La pipe

 

 

 

 

 

 

par

 

 

 

 

 

 

Francis JAMMES

 

 

 

 

 

 

 

 

 

 

 

 

IL Y AVAIT un jeune homme qui avait une pipe neuve. Il la fumait doucement à l’ombre d’une treille où étaient des grappes bleues. Sa femme était jeune et jolie, retroussait ses manches jusqu’au coude, et puisait de l’eau au puits. Le seau en bois rebondissait contre la margelle et pleurait comme de l’arc-en-ciel. Ce jeune homme, en fumant sa pipe était heureux, parce qu’il voyait, çà et là, voler des oiseaux, parce que sa vieille mère était vivante, que son vieux père se portait bien, et qu’il aimait beaucoup sa jeune épouse, à cause de sa gentillesse et de sa gorge dure et lisse comme deux pommes fraîches.

J’ai dit que ce jeune homme fumait une pipe neuve.

Sa mère fut prise d’un grand mal. On lui fit une opération qui la fit beaucoup crier, et elle mourut après trente-quatre jours d’horribles souffrances. Le père, qui se portait bien, causait un jour avec un ouvrier sous le porche de la petite église villageoise en réparation, lorsqu’une pierre qui se détacha de la voûte lui écrasa la tête. Le bon fils pleura ses bons vieux amis et, le soir, il sanglotait dans les bras de sa jolie femme.

J’ai dit que ce jeune homme fumait une pipe neuve.

J’avais oublié de dire qu’il avait un vieux chien épagneul qu’il aimait beaucoup et qui s’appelait Thomas.

Et Thomas était devenu très malade depuis que le bon père et la bonne mère étaient morts. Quand on l’appelait, il ne pouvait plus que se traîner sur ses pattes de devant.

Un jour, dans le petit village où ce jeune homme fumait une pipe neuve, vint s’installer un jeune homme du monde qui était décoré et distingué et qui avait un joli accent. Ils firent connaissance et une fois que le jeune homme qui fumait une pipe neuve entrait dans sa propre maison, sans y être attendu, il trouva le beau monsieur couché avec la jolie femme qui avait la gorge dure et lisse comme deux pommes fraîches.

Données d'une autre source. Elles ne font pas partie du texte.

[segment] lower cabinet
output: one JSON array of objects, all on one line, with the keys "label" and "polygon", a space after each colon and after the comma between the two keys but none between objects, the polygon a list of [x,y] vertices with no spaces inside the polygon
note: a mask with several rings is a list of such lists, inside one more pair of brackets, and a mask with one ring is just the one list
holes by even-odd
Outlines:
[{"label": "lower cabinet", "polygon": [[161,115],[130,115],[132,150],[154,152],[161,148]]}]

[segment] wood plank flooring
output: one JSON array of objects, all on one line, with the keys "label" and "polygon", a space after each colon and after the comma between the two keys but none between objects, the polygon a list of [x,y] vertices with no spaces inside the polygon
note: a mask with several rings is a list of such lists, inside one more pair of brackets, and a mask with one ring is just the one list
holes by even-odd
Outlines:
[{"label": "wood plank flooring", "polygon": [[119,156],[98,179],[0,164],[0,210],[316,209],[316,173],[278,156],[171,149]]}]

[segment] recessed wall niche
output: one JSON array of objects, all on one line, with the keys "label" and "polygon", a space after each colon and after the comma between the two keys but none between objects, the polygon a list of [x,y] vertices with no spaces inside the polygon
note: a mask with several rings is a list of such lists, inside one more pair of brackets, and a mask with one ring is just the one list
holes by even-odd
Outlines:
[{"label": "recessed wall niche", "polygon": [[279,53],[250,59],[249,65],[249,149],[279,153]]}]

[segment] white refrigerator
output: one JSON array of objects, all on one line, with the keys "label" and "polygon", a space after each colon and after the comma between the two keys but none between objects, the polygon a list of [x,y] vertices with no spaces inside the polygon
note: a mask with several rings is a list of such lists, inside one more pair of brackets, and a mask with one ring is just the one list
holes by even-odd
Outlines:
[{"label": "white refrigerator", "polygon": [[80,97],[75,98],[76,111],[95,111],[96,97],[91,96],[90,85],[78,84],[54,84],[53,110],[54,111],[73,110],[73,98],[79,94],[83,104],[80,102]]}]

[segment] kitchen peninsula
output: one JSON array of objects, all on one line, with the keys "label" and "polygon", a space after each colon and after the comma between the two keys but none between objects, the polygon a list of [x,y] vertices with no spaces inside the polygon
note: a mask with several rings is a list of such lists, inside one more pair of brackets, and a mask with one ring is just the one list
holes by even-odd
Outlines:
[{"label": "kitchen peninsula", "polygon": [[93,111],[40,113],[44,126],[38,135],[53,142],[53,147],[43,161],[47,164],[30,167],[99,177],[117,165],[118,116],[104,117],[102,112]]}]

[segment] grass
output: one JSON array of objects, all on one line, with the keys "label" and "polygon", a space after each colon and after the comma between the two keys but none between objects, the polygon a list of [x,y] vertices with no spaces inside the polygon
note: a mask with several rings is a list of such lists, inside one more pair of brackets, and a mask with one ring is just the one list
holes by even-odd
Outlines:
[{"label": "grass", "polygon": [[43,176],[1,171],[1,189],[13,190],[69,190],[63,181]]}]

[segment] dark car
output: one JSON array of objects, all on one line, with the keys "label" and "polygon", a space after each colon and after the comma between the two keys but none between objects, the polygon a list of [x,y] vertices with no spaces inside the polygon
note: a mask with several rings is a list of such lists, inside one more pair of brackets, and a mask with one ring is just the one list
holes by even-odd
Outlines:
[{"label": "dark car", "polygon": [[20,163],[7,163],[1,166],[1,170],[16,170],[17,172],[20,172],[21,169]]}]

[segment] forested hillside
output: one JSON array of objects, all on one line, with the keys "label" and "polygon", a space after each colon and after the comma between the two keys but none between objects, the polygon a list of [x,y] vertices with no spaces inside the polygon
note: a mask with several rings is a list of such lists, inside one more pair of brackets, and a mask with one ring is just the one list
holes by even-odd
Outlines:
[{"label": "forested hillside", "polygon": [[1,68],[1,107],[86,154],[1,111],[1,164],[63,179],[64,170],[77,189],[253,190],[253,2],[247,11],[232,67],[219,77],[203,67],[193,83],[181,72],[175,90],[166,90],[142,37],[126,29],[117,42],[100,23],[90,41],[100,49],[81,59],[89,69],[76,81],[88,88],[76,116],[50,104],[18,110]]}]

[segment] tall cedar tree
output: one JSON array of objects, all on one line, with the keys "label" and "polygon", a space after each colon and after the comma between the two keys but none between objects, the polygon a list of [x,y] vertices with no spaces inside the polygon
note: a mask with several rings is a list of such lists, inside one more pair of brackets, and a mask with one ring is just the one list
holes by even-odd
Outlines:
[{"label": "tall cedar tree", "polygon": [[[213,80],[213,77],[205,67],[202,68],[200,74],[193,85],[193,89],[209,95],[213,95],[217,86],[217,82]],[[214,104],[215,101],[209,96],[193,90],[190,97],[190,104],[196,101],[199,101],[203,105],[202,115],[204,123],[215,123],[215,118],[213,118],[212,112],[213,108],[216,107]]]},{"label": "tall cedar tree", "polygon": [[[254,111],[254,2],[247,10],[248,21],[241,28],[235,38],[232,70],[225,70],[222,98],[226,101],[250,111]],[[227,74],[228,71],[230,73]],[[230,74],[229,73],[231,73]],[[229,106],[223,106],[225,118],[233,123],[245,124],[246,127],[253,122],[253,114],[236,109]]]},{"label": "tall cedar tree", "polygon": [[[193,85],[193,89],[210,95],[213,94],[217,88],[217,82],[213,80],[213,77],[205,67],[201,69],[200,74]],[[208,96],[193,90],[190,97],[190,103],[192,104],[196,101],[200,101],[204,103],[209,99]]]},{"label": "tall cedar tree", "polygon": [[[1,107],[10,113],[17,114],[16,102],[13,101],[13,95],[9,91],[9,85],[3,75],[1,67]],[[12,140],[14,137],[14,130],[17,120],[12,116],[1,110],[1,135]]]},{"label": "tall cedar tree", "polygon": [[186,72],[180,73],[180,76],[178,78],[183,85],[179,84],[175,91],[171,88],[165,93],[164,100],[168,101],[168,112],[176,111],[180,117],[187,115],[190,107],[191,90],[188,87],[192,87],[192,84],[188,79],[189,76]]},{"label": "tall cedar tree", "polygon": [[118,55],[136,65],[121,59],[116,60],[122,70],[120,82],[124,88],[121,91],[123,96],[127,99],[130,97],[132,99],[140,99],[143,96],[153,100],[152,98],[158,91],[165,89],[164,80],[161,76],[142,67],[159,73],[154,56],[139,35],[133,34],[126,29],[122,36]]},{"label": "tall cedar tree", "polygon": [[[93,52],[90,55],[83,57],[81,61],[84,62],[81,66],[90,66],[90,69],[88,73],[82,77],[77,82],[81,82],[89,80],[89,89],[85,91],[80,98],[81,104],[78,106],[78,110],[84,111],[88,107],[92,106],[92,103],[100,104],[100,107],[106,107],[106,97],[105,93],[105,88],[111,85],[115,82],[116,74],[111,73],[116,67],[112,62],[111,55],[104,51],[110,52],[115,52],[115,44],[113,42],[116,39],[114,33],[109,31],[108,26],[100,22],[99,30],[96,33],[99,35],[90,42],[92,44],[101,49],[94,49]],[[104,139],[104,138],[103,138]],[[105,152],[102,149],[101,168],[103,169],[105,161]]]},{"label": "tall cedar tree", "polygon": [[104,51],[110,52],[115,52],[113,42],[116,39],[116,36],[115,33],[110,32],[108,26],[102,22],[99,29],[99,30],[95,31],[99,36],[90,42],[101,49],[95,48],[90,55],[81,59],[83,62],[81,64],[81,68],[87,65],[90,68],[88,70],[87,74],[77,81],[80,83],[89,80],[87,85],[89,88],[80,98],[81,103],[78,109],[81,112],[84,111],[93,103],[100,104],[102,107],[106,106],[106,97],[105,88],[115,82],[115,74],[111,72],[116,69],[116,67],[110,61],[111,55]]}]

Le jeune homme ne dit rien. Il attacha un pauvre vieux collier au cou de Thomas et, avec une corde dont sa mère se servait jadis pour la lessive, il l’amena avec lui dans une grande ville où tous deux vécurent de misère et de douleur.

Le jeune homme, étant devenu un vieil homme, fumait toujours dans sa pipe neuve qui était devenue vieille.

Un soir Thomas mourut. Ce furent des hommes de la police qui emportèrent son cadavre on ne sait où.

Alors le vieil homme se trouva seul avec sa vieille pipe. Il fut pris d’un grand froid et d’un grand tremblement. Et, comme il sentait qu’il allait mourir bientôt, et qu’il ne pouvait plus fumer, il prit dans la valise misérable qu’il avait emportée autrefois de chez lui un vieux chapeau triste à faire pleurer et dans lequel il roula sa pipe.

Cela fait, il jeta sur ses épaules fiévreuses un manteau verdi par le temps. Il se traîna péniblement jusqu’à un petit square voisin, et, prenant garde que les sergents de ville ne l’aperçussent pas, il s’agenouilla, gratta la terre de ses ongles, et déposa pieusement sa vieille pipe sous une touffe de fleurs. Puis il revint chez lui et mourut.

 

 

Francis JAMMES, Le roman du lièvre, 1946.